Is any k-form $\mathcal{C}^\infty$-multilinear?

Question

I mean, does it hold $$w(fX_1,...,X_k)=fw(X_1,...,X_k)$$ with $w\in\mathcal{\Omega}^k(M)$, $f\in\mathcal{C}^\infty(M)$, $X_i\in\mathcal{T}(M)$ with M smooth manifold?

Answer 1

Yes it is, since a k-form $w\in\Gamma((\mathcal{T}^*(M))^{\otimes k}):=\Gamma(\mathcal{T}^*(M)\otimes...\otimes\mathcal{T}^*(M))$ is a section of the tensor bundle $(\mathcal{T}^*(M))^{\otimes k}$, i. e. a map $w:M\rightarrow(\mathcal{T}^*(M))^{\otimes k}$, for which to any point $p\in M$ it associates a (0,k)-tensor $w_p:=w(p)$ which is by definition $\mathbb{R}-$multilinear.

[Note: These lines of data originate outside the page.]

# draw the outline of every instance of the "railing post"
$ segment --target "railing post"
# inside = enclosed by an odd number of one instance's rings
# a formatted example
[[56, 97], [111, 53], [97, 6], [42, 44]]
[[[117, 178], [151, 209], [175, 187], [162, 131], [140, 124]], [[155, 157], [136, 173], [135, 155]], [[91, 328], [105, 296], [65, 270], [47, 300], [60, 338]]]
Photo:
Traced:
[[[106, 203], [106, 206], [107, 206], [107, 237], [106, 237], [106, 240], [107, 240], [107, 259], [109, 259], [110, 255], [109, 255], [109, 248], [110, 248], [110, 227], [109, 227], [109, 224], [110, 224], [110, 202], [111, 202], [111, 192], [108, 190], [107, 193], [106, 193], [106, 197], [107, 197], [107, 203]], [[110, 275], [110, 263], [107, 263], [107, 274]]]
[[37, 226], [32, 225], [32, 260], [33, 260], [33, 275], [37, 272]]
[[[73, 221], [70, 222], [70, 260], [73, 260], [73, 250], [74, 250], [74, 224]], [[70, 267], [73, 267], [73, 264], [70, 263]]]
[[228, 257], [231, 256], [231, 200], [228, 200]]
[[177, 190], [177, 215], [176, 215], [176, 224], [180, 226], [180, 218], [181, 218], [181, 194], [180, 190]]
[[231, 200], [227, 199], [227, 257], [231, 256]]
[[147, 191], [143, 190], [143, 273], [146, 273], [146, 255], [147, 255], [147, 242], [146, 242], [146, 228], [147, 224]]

In the same way any vector field is $X_j\in\Gamma(\mathcal{T}(M))$ is a section of the tangent bundle $\mathcal{T}(M)$, i. e. a map $X_j:M\rightarrow\mathcal{T}(M)$, that associates to any point $p\in M$ a vector (or a (1,0)-tensor) $X_j(p)$. Then the vector field $fX_1$ associates to any point $p\in M$ the vector $f(p)X_1(p)$. So the action of $w$ on $(fX_1,...,X_k)$ takes p and gets $w_p(f(p)X_1(p),...,X_k(p))=f(p)w_p(X_1(p),...,X_k(p))$, since $f(p)\in\mathbb{R}$ and $w_p$ is $\mathbb{R}$-multilinear. On the other hand, the action of $fw$ on $(X_1,...,X_k)$ takes $p$ and gets $f(p)w_p(X_1(p),...,X_k(p))$. Since this holds $\forall p\in M$, we get $w(fX_1,...,X_k)=fw(X_1,...,X_k)$.